The keto diet helps prevent seizures; scientists are figuring out how

Keto diet alters gut microbiome, boosts seizure resistance in mice.


The keto diet, known for weight loss, also helps control seizures in kids with epilepsy. A UCLA study shows it changes the gut bacteria, protecting mice from seizures. Understanding these changes may lead to new therapies without some diet drawbacks.

The keto diet isn’t the first choice for seizures due to strict rules and side effects. To help those not responding to medications, Lum explores the diet‘s impact on the gut microbiome for better treatments.

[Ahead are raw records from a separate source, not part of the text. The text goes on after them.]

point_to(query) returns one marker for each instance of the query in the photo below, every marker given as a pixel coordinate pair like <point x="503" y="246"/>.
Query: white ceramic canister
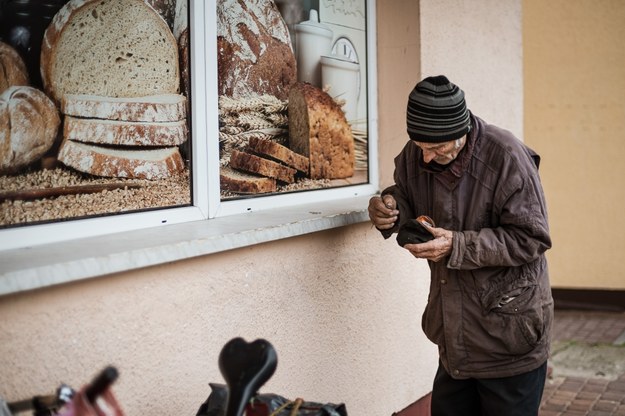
<point x="312" y="39"/>
<point x="343" y="77"/>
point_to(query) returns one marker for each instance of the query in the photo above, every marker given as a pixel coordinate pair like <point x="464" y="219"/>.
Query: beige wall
<point x="575" y="118"/>
<point x="342" y="307"/>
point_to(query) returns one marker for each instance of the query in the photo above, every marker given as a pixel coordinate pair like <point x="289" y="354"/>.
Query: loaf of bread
<point x="13" y="70"/>
<point x="29" y="124"/>
<point x="153" y="108"/>
<point x="318" y="129"/>
<point x="254" y="52"/>
<point x="244" y="183"/>
<point x="261" y="166"/>
<point x="125" y="133"/>
<point x="115" y="48"/>
<point x="96" y="160"/>
<point x="274" y="150"/>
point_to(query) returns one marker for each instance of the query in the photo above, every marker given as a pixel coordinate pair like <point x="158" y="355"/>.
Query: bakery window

Hsiao’s lab found that the keto diet reduces seizures in mice. Lum went further, studying the diet’s effect on gut bacteria in kids with epilepsy. He transplanted fecal samples from keto diet patients into mice. Results showed that mice getting pieces after a month on the diet were more resistant to seizures than those getting samples before starting the diet.

The study discovered that the keto diet changed essential gut functions in kids with epilepsy. These changes, related to fatty acids and amino acids, remained when transplanted into mice. Although more research is needed, this study is a promising step toward developing new gut-based therapies for pediatric epilepsy patients who don’t respond to regular seizure medications.

Lum said, “Narrowing down the functions of the microbes that are beneficial toward seizure protection can potentially lead to new ways to enhance the efficacy of the ketogenic diet or to mimic its beneficial effects.”

In conclusion, this study sheds light on the protective role of the ketogenic diet against epileptic seizures. It emphasizes the potential for future microbiome-based therapies in addressing the needs of pediatric epilepsy patients resistant to conventional medications.

Journal reference:

  1. Gregory R. Lum, Sung Min Ha, et al., Ketogenic diet therapy for pediatric epilepsy is associated with alterations in the human gut microbiome that confer seizure resistance in mice. Cell Reports. DOI: 10.1016/j.celrep.2023.113521.